Resplendissant, le transfert vidéo offre une très belle image à tout instant. Lors des scènes plus sombres, où la noirceur est quasi totale, ou lors de forts éclairages de couleur primaire, les détails perdent de leur superbe. Néanmoins, saturation, textures et actions permettent un visionnement des plus appréciables. C'est une nette amélioration du transfert du DVD. Côté piste sonore, le tout ne déçoit définitivement pas non plus. L'ambiance voyage très bien par les enceintes du système, l'ambiophonie se chargeant de créer une atmosphère adéquate au spectacle à l'écran.
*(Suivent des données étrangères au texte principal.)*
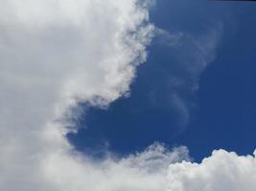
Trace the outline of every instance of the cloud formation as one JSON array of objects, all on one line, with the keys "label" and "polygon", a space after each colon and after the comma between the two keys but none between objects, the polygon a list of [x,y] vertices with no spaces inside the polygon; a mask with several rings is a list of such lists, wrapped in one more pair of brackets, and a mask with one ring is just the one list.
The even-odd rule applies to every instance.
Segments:
[{"label": "cloud formation", "polygon": [[[153,144],[124,159],[109,154],[95,161],[66,139],[76,131],[68,119],[76,117],[80,101],[105,107],[128,91],[136,66],[146,60],[153,30],[151,1],[0,3],[0,190],[189,190],[185,186],[197,186],[198,180],[186,178],[187,173],[193,167],[194,178],[200,178],[200,166],[215,173],[211,161],[221,167],[244,165],[244,171],[236,171],[238,179],[255,175],[252,157],[224,152],[224,160],[214,154],[202,164],[175,163],[189,159],[186,147],[169,151]],[[175,164],[168,170],[170,163]],[[232,182],[230,169],[219,172],[226,183]],[[210,174],[202,180],[214,184],[218,180]]]},{"label": "cloud formation", "polygon": [[256,158],[214,151],[201,163],[171,164],[168,191],[253,191],[256,189]]}]

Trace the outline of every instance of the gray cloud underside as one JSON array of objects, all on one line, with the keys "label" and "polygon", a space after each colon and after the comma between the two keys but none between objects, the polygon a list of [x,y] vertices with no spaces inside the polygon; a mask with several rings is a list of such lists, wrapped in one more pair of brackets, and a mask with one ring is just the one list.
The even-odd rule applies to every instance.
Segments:
[{"label": "gray cloud underside", "polygon": [[105,107],[128,91],[152,35],[151,3],[0,0],[0,190],[255,190],[252,156],[176,163],[186,147],[155,143],[95,161],[65,138],[79,101]]}]

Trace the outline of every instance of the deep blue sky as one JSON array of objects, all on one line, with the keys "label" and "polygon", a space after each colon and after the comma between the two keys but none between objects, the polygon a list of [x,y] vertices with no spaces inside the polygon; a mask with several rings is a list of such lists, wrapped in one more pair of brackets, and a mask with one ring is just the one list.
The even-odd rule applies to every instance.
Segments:
[{"label": "deep blue sky", "polygon": [[[256,4],[161,0],[151,21],[190,38],[170,45],[166,36],[156,37],[130,96],[107,110],[84,112],[78,134],[68,135],[70,141],[94,153],[108,142],[108,149],[121,155],[153,141],[186,145],[197,161],[220,148],[251,154],[256,146]],[[200,71],[194,40],[203,43],[201,36],[216,26],[221,32],[215,59]],[[197,84],[199,89],[193,91]]]}]

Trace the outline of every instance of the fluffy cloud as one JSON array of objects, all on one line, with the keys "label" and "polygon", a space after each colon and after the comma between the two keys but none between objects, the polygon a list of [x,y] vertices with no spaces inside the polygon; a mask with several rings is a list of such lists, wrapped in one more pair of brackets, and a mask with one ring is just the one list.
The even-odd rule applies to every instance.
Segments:
[{"label": "fluffy cloud", "polygon": [[171,164],[168,191],[256,190],[256,158],[214,151],[201,163]]},{"label": "fluffy cloud", "polygon": [[[105,107],[128,91],[153,30],[148,23],[151,1],[0,3],[0,190],[161,191],[171,183],[169,190],[176,191],[187,189],[182,177],[192,166],[196,176],[215,183],[213,176],[201,175],[200,166],[217,172],[211,162],[174,164],[167,179],[170,163],[188,160],[185,147],[168,151],[153,144],[124,159],[109,154],[95,161],[65,138],[76,131],[68,119],[80,101]],[[224,157],[229,155],[208,160],[243,164],[244,171],[236,173],[244,183],[243,176],[255,172],[255,160]],[[175,188],[173,181],[185,184]]]}]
Jason et Freddy sont passés pour charcuter tout supplément... dommage. Sinon, annexez votre édition DVD de deux disques et vous obtiendrez la même chose que les studios américains ont sortie, excepté que leur Blu-ray ne contient pas la version française. Notez que les DVD ou Blu-ray issus de la New Line ne contiennent pas de version française, excepté s'ils ont changé leur fusil d'épaule récemment.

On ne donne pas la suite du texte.